Grundlage für die Reihenfolge der Vergabe war das Eintrittsdatum sowie die kontinuierliche Beteiligung an der Weiterentwicklung der Gruppe.

Für die Ausstattung der Wohnungen ermöglichte uns der BVE eine Mitgestaltung der Küchen- und Elektropläne sowie eine Auswahl der Farben für Wände und Bodenbelag.

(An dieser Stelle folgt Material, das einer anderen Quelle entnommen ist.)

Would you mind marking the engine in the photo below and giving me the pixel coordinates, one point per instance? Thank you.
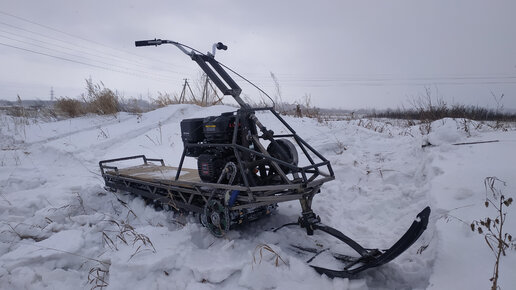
(204, 139)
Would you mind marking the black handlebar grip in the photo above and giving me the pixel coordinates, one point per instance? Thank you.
(148, 42)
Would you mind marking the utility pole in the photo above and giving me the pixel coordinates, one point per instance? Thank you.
(183, 92)
(206, 93)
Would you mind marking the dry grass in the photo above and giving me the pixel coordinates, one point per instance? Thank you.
(100, 100)
(260, 249)
(70, 107)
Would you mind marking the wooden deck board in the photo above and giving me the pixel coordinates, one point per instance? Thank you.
(158, 173)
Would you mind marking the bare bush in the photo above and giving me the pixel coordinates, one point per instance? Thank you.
(70, 107)
(492, 228)
(100, 100)
(164, 99)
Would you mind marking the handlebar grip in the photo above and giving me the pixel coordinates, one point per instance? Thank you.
(148, 42)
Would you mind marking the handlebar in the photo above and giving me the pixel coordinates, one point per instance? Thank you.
(151, 42)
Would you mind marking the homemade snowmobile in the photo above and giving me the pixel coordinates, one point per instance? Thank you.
(243, 171)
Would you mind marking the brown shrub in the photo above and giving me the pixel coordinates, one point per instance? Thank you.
(70, 107)
(100, 100)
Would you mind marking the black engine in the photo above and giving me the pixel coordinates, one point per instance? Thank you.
(210, 140)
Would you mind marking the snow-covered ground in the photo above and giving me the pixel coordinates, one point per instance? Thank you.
(59, 229)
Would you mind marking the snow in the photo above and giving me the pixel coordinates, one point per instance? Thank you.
(57, 222)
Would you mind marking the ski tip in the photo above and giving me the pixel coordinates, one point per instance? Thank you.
(424, 215)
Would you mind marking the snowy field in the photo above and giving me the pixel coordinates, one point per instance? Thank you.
(59, 228)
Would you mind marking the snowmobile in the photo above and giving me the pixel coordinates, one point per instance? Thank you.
(243, 171)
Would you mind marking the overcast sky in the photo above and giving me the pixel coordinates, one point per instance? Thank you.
(344, 54)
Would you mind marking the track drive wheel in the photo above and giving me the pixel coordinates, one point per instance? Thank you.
(216, 218)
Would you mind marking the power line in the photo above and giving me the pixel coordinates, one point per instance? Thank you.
(82, 38)
(81, 48)
(80, 62)
(84, 58)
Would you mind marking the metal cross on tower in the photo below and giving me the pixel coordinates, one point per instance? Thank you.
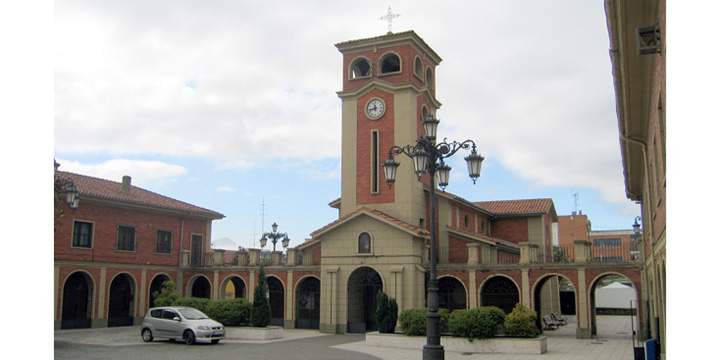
(389, 17)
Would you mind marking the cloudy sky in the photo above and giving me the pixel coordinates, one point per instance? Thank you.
(229, 104)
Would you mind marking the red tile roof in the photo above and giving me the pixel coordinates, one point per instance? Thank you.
(93, 187)
(517, 207)
(375, 213)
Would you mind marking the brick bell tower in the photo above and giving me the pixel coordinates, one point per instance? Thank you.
(388, 86)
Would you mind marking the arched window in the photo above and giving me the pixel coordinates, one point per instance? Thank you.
(418, 67)
(360, 68)
(364, 243)
(389, 63)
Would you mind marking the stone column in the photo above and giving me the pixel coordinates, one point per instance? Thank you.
(99, 319)
(473, 253)
(253, 257)
(583, 315)
(216, 285)
(290, 302)
(291, 257)
(472, 289)
(143, 292)
(525, 287)
(397, 273)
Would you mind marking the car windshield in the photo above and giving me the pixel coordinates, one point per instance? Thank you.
(192, 314)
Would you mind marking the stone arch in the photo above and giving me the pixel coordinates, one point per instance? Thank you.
(276, 290)
(237, 281)
(363, 285)
(360, 67)
(155, 286)
(77, 300)
(450, 296)
(307, 302)
(121, 299)
(199, 285)
(536, 296)
(390, 62)
(592, 309)
(496, 290)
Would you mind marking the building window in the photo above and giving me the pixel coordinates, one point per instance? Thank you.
(364, 243)
(360, 68)
(418, 68)
(126, 238)
(82, 234)
(375, 161)
(606, 242)
(163, 242)
(389, 63)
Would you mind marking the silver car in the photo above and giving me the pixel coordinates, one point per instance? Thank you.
(180, 323)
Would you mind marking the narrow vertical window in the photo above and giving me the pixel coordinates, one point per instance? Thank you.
(375, 161)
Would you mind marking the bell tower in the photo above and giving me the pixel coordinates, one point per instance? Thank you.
(388, 86)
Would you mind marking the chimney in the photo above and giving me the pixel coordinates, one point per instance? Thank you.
(126, 182)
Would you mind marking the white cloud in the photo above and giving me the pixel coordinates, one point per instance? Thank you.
(225, 188)
(143, 172)
(240, 83)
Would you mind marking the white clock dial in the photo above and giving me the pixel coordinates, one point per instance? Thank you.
(375, 108)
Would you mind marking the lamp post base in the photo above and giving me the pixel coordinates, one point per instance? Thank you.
(433, 352)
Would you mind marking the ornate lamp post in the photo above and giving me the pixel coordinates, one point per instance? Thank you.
(274, 236)
(429, 157)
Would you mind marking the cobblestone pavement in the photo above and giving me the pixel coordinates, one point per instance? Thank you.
(613, 343)
(125, 343)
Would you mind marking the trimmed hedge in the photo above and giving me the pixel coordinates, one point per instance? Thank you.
(230, 312)
(521, 322)
(198, 303)
(479, 323)
(386, 313)
(414, 321)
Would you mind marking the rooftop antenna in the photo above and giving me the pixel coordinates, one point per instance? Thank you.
(389, 17)
(575, 197)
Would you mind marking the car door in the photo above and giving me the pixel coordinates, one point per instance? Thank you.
(172, 328)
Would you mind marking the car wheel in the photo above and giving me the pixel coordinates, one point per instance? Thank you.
(146, 335)
(189, 337)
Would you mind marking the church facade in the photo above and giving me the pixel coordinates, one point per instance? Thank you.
(496, 253)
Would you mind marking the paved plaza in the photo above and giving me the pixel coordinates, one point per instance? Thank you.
(613, 343)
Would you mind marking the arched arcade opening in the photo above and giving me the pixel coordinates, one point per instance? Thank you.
(499, 291)
(363, 286)
(451, 293)
(277, 301)
(307, 305)
(121, 307)
(77, 301)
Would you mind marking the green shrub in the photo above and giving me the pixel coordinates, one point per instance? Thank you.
(521, 322)
(413, 322)
(477, 323)
(230, 312)
(386, 313)
(167, 296)
(261, 306)
(444, 318)
(198, 303)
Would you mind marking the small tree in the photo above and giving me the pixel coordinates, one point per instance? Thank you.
(167, 296)
(261, 305)
(386, 313)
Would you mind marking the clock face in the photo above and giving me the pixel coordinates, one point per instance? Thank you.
(375, 108)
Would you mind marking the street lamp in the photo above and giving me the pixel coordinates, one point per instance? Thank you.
(428, 157)
(274, 236)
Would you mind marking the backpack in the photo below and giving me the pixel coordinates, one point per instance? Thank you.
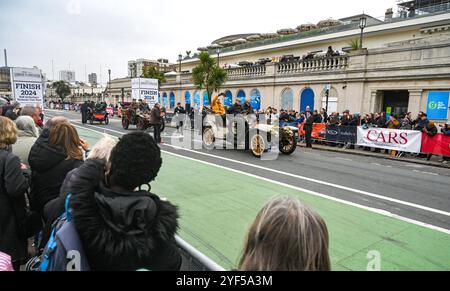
(64, 250)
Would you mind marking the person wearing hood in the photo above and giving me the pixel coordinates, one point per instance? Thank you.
(14, 184)
(26, 137)
(121, 227)
(431, 131)
(56, 152)
(217, 105)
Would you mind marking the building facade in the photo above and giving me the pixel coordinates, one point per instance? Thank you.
(136, 68)
(403, 60)
(92, 78)
(67, 76)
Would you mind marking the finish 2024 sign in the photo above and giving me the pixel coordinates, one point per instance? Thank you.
(27, 86)
(145, 89)
(437, 105)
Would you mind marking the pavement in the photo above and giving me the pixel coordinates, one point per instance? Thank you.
(397, 209)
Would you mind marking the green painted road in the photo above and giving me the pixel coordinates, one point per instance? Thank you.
(217, 206)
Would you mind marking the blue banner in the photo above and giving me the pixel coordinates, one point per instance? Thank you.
(437, 105)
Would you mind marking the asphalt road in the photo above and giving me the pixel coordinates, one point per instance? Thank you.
(412, 192)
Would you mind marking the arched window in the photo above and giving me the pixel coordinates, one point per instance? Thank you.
(287, 99)
(172, 100)
(332, 100)
(164, 99)
(228, 98)
(255, 97)
(205, 99)
(187, 98)
(307, 100)
(197, 99)
(241, 95)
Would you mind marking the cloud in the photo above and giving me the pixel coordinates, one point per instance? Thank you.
(109, 33)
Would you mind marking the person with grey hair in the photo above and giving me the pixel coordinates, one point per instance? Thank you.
(26, 137)
(35, 113)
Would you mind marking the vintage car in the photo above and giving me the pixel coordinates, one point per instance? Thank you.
(254, 136)
(98, 115)
(134, 116)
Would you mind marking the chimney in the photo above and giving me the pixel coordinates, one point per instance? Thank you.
(388, 15)
(6, 58)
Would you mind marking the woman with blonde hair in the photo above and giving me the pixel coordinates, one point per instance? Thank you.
(13, 185)
(26, 137)
(56, 152)
(286, 236)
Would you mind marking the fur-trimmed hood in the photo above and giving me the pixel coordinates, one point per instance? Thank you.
(124, 231)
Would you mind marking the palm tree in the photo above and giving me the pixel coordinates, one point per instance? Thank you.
(208, 75)
(355, 44)
(62, 89)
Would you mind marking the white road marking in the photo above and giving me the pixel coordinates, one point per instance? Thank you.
(427, 173)
(379, 211)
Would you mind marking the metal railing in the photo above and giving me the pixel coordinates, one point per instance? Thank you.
(251, 71)
(193, 260)
(313, 65)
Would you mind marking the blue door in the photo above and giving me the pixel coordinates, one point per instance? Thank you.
(256, 99)
(307, 99)
(228, 98)
(172, 100)
(241, 95)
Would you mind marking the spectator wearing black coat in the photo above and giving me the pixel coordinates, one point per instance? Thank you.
(317, 117)
(308, 129)
(156, 120)
(13, 185)
(56, 152)
(121, 228)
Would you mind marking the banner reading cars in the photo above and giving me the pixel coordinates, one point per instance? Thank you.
(341, 134)
(145, 89)
(391, 139)
(27, 86)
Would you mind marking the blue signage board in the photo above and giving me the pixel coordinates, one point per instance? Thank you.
(437, 104)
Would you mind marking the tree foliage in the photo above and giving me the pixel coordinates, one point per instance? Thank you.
(152, 72)
(62, 89)
(208, 75)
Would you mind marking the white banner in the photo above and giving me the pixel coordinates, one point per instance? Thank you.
(27, 86)
(391, 139)
(146, 89)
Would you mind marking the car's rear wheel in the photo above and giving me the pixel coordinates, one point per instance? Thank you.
(257, 145)
(288, 145)
(125, 123)
(208, 138)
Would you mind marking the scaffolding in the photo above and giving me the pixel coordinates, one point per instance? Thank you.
(412, 8)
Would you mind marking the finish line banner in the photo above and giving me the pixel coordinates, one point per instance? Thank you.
(341, 134)
(437, 145)
(27, 86)
(390, 139)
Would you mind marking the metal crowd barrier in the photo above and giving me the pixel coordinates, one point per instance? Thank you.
(195, 261)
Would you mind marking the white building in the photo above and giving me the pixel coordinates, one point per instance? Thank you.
(67, 76)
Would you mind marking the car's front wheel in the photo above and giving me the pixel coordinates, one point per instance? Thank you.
(208, 138)
(257, 145)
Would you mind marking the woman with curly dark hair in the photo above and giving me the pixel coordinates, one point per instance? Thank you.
(120, 226)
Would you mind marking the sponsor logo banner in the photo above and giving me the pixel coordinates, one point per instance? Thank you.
(341, 134)
(391, 139)
(437, 145)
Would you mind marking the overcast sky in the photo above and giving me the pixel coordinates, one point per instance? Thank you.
(108, 33)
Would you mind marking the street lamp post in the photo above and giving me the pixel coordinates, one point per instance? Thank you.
(362, 25)
(109, 84)
(327, 95)
(180, 58)
(218, 51)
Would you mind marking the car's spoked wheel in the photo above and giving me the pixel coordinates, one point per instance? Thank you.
(288, 145)
(208, 138)
(257, 145)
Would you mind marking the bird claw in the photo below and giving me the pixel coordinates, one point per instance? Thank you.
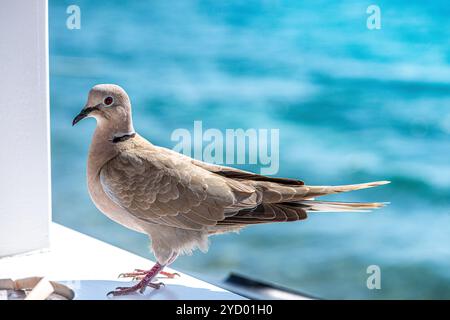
(170, 275)
(120, 291)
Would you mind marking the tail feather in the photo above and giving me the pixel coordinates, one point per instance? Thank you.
(334, 206)
(317, 191)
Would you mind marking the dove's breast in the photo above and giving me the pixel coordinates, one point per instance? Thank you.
(110, 208)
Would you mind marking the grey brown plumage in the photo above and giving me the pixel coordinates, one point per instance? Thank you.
(179, 201)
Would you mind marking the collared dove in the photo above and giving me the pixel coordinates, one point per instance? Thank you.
(179, 201)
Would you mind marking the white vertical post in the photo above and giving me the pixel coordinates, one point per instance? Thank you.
(25, 204)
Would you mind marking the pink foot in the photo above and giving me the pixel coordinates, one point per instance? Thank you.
(148, 276)
(138, 274)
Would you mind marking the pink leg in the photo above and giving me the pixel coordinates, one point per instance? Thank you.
(139, 274)
(143, 284)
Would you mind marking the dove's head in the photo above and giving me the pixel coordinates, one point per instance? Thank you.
(110, 105)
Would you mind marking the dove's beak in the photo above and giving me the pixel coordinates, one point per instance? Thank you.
(83, 114)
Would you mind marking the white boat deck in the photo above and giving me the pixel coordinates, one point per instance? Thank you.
(90, 267)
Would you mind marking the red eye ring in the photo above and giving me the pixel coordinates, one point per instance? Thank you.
(108, 101)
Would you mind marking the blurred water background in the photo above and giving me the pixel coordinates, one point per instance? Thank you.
(352, 105)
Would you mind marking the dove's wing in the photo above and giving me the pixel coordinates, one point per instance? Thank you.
(157, 188)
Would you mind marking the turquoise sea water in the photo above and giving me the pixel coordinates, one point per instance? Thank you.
(352, 105)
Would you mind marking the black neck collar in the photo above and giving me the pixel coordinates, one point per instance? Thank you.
(125, 137)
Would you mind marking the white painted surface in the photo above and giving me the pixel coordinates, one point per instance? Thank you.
(90, 267)
(24, 121)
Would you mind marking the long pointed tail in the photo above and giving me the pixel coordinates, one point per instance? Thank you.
(317, 191)
(334, 206)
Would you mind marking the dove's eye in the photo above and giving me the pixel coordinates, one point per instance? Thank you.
(108, 101)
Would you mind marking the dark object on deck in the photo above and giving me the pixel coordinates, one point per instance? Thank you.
(259, 290)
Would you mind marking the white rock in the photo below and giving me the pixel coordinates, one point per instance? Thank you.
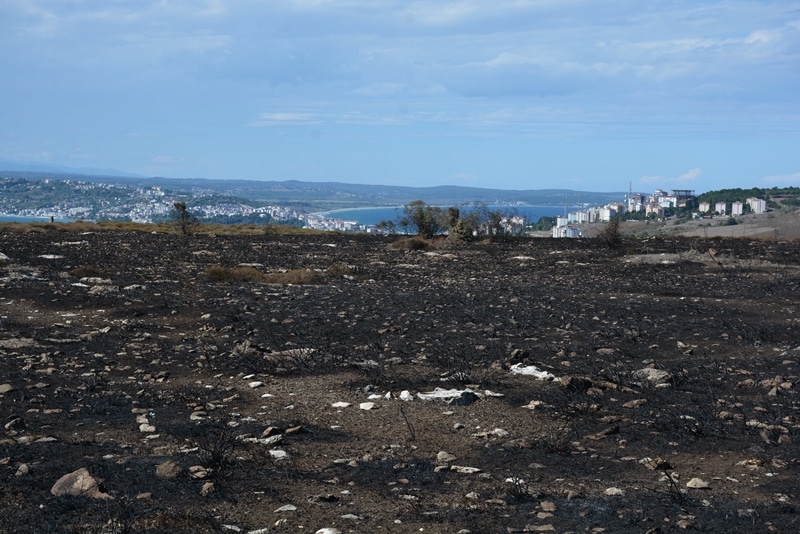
(278, 454)
(458, 397)
(464, 470)
(653, 376)
(286, 508)
(79, 483)
(444, 457)
(531, 370)
(697, 483)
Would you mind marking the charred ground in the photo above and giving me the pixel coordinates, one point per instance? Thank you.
(190, 336)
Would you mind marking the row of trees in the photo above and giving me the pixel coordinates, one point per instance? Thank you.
(458, 222)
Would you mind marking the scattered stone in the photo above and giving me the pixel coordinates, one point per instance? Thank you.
(168, 469)
(22, 470)
(278, 454)
(270, 431)
(444, 457)
(79, 483)
(531, 370)
(286, 508)
(547, 506)
(465, 470)
(198, 471)
(656, 463)
(651, 376)
(636, 403)
(15, 423)
(300, 429)
(455, 397)
(496, 433)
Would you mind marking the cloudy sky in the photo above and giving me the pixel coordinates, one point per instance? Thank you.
(513, 94)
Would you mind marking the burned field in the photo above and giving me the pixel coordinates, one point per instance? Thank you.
(278, 384)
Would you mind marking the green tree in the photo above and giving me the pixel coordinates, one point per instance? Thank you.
(183, 220)
(426, 220)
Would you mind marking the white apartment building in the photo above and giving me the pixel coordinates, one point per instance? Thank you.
(757, 205)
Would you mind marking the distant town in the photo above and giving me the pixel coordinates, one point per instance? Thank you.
(70, 200)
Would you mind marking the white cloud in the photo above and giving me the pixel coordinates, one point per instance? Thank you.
(665, 181)
(690, 175)
(792, 179)
(286, 119)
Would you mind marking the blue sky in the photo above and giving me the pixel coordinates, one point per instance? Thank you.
(512, 94)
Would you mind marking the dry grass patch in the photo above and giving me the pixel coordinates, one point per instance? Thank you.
(415, 243)
(250, 274)
(296, 277)
(85, 271)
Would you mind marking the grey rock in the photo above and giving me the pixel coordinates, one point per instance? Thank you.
(651, 376)
(79, 483)
(168, 469)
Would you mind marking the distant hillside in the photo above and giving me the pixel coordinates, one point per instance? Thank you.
(332, 195)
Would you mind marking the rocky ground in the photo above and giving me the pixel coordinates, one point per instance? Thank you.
(184, 385)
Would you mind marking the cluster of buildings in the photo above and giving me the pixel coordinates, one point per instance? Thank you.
(756, 205)
(654, 204)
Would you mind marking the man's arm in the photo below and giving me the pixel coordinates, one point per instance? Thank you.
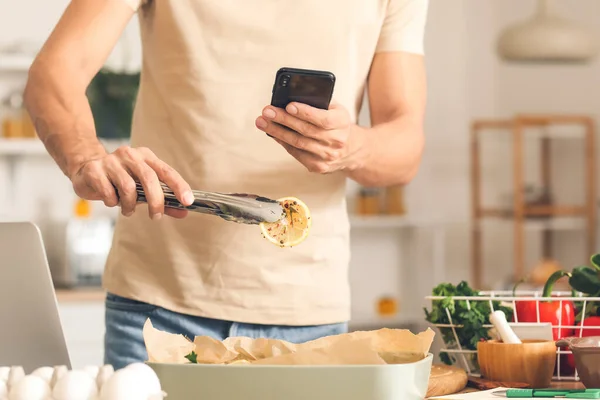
(55, 97)
(58, 78)
(394, 144)
(389, 152)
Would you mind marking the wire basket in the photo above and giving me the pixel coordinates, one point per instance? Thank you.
(459, 355)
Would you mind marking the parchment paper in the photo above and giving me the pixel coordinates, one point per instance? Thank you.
(383, 346)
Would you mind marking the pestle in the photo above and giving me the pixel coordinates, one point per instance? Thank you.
(498, 319)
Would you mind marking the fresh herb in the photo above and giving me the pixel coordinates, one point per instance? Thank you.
(192, 357)
(470, 318)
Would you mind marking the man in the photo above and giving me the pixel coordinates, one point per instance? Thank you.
(202, 121)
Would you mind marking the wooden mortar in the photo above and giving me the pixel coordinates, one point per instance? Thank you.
(530, 362)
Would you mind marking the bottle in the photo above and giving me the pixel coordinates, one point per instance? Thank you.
(88, 242)
(368, 201)
(16, 122)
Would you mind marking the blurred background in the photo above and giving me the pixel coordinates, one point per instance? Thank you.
(507, 187)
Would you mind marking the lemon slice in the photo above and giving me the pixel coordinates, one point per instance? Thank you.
(292, 228)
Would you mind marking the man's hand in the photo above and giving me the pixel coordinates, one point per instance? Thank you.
(111, 179)
(324, 141)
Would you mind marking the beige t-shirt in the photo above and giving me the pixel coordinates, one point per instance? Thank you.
(208, 70)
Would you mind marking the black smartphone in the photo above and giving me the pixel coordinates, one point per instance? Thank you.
(307, 86)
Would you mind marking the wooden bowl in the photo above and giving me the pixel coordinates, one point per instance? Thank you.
(530, 362)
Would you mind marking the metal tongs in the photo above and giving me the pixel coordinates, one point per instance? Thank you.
(236, 207)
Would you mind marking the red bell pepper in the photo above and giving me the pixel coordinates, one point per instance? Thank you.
(556, 312)
(568, 363)
(553, 312)
(590, 321)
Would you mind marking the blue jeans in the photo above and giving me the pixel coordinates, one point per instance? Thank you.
(125, 318)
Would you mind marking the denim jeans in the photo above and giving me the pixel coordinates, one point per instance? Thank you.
(125, 318)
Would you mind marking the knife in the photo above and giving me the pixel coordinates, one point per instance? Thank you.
(549, 393)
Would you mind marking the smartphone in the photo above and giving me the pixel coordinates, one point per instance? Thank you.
(307, 86)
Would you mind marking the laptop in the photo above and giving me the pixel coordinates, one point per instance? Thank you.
(31, 333)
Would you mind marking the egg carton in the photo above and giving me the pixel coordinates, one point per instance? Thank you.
(135, 382)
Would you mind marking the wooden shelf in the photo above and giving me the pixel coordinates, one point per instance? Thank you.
(524, 215)
(80, 295)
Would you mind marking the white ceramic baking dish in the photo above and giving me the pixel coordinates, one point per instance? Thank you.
(254, 382)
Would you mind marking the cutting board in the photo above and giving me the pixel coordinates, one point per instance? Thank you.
(446, 380)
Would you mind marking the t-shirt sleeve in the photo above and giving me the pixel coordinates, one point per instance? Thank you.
(404, 26)
(134, 4)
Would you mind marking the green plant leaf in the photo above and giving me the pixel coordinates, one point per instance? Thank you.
(585, 280)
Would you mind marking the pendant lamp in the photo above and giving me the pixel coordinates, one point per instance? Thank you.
(546, 37)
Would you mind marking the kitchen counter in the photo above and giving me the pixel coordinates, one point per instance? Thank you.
(80, 295)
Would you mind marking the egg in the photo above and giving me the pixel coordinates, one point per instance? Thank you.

Da das Interesse an einem Wohnen in einer Baugemeinschaft und an diesem Standort sehr groß ist, haben wir eine Nachrückerliste/Warteliste angelegt. Unsere Wohnungen werden nach der Förderrichtlinie für Baugemeinschaften von 2014 gefördert, das heißt, die Nachbelegung einer Wohnung ist u.a. von der Einkommenshöhe und dem Alter abhängig. Darüber hinaus muss jedes Mitglied in unserer Baugemeinschaft auch Mitglied im Verein sowie Mitglied im BVE als dem Vermieter der Wohnungen sein.

Eine vorübergehende AG Warteliste schlug Kriterien für die Nachbelegung vor, die von der Gesamtgruppe angenommen wurden: Da wir überwiegend Ältere deutlich oberhalb 60 Jahren sind und nur zwei Männer zur Gruppe gehören, sollen vorrangig „jüngere Menschen“, „jüngere Männer“ und „Männer“ bei der Nachbelegung berücksichtigt werden.

 

3.     Gemeinschaftsräume

Zu unseren Gemeinschaftsflächen gehören ein Gemeinschaftsraum (ca. 55 qm) mit Vollbad und Küchenzeile – hier sollen auch Gäste übernachten können - sowie eine Dachterrasse (ca. 36 qm).

Für die Verteilung der Kosten von Gemeinschaftsraum und Terrasse wurde eine Pro-Kopf-Umlage beschlossen. Der Verein wird die Gemeinschaftsflächen vom BVE anmieten und Verträge mit den Versorgern abschließen.

 

4.     Miteinander

Neben den monatlichen Gesamtgruppentreffen organisieren wir weitere Möglichkeiten zum Austausch und Kennenlernen. So treffen wir uns in kleinen Gruppen zu Ausflügen oder besuchen Konzerte, Lesungen und Theateraufführungen.

In Workshops lernten wir unsere Vorstellungen zum gemeinsamen Leben und Wohnen kennen und erörterten Möglichkeiten, Grenzen und Hilfesysteme für unser Zusammenwohnen. Ein Workshop zur gewaltfreien Kommunikation bot eine weitere Ebene um das Miteinander zu verbessern.

 

5.     Kooperationen

Hier ist zunächst die Kooperation der MaRTiNis mit dem AK MartinerLeben zu nennen, an dem eines unserer Mitglieder regelmäßig teilnimmt. Weitere engagieren sich beim Nachbarnetz-Café, der 2. Kunstklinik im Mai 2014 und dem Netzwerk der zukünftigen Mieter im Altbau „Martini 44“.

Die Gestaltung der Zusammenarbeit mit dem BVE wurde durch einen Kooperationsvertrag geregelt.

Als Berater in allen Fragen rund um Baugemeinschaften steht uns STATTBAU Hamburg zur Seite.